Turn unattended failures into reproducible evidence and one of three outcomes:

1. Fixed and verified.
2. Deferred with owner/date/reason.
3. Escalated with the exact missing credential, approval, service, or runtime condition.

## Procedure

1. Identify the scheduler context.
   - Job name, plist/cron entry, command, cwd, shell, user, and expected environment.
   - Last successful run and last failed/no-op run.

2. Reproduce in the same runtime lane.
   - Run the exact command manually with the same env source where practical.
   - Capture stdout, stderr, exit code, cwd, PATH, and relevant env variable presence without printing secret values.
   - If the job depends on OpenClaw model calls, verify it uses gateway/Codex routing rather than raw OPENAI_API_KEY.

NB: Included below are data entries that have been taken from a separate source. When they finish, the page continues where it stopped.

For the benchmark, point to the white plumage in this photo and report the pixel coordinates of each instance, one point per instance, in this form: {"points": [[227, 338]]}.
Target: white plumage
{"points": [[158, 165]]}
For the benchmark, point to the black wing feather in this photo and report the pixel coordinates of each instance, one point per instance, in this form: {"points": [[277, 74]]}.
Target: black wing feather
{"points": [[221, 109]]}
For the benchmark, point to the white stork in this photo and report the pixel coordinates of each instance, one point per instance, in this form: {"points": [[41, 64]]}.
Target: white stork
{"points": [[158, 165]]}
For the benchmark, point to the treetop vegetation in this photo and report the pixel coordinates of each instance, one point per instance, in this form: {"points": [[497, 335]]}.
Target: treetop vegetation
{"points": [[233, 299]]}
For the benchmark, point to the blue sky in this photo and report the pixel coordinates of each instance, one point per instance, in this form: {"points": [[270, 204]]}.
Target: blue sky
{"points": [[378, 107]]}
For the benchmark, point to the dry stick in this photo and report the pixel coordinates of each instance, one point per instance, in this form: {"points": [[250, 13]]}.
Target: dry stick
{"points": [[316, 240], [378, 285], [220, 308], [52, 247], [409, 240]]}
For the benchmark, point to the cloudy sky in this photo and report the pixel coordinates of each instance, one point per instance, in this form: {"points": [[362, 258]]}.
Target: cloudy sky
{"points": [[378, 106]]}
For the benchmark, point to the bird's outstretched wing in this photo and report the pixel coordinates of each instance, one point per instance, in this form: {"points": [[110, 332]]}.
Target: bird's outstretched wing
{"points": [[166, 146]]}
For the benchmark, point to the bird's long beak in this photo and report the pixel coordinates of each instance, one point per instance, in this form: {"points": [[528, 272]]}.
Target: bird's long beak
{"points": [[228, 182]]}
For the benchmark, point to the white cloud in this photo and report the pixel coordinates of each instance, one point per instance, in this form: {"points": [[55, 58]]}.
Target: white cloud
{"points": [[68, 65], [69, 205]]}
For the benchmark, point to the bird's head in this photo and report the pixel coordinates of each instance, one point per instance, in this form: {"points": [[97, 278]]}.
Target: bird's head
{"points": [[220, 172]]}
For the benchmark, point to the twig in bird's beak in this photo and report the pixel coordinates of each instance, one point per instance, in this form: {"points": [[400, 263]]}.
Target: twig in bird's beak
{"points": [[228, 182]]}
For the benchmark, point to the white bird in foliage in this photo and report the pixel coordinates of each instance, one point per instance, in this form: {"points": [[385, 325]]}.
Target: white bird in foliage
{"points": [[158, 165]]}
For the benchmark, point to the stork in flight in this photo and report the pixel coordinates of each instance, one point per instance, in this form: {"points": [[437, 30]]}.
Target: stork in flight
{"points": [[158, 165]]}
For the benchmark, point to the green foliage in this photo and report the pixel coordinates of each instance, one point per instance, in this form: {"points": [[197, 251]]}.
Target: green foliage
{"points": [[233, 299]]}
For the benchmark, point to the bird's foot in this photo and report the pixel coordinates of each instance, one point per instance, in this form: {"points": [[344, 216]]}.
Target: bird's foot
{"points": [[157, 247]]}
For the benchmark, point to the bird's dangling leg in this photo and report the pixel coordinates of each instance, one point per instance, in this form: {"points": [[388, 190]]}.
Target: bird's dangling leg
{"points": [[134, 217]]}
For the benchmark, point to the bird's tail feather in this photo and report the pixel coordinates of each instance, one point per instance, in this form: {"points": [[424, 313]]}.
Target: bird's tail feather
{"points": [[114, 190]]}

3. Run preflights before the expensive or external step.
   - Auth: prove the running process can read the needed secret and make the smallest live API call.
   - Files: prove input paths exist and output directories are writable.
   - Network/service: prove target health endpoint or API is reachable.
   - Approval: prove an external write has approval or a preapproved workflow flag.

4. Classify the failure.
   - auth: missing/expired token, wrong vault, wrong runtime env, insufficient scope.
   - runtime: wrong shell, PATH, Python/Node version, cwd, launchd env, permissions.
   - input: missing/stale source files, empty queue, unexpected schema.
   - external: API outage, 401/403, rate limit, deploy provider issue.
   - logic: script exits zero but produces no expected artifact/action.

5. Close the loop.
   - Fix code/config if local and reversible.
   - Add a dry-run or preflight mode if the job cannot be safely tested live.
   - Update the relevant STATUS/runbook/memory with evidence.
   - If unresolved, record blocker, owner, next command, and alert threshold.

## Verification Evidence

Every cron fix needs at least one of:

- Manual reproduction command with exit code and expected output.
- preflight-only or dry-run output proving dependencies are healthy.
- Scheduler log excerpt showing the next run succeeded.
- A deliberate deferred/blocked entry with owner, reason, and next check date.

## Dream-Cycle Specific Checks

For dream-cycle failures:

- bash -n scripts/dream-cycle.sh
- python3 -m py_compile for every Python script touched by the cycle.
- scripts/task-quality-judge.py --since 7 --dry-run
- scripts/skill-evolver.py --since 7 --min-failures 2 --dry-run
- scripts/dream-recurring-issues.py --since 7 --min-count 3 --dry-run
- scripts/dream-cycle-action-summary.py --since-hours 26 --dry-run

Do not mark dream-cycle work complete if proposal files are merely pending. There must be a lifecycle status, a summary, and a next action.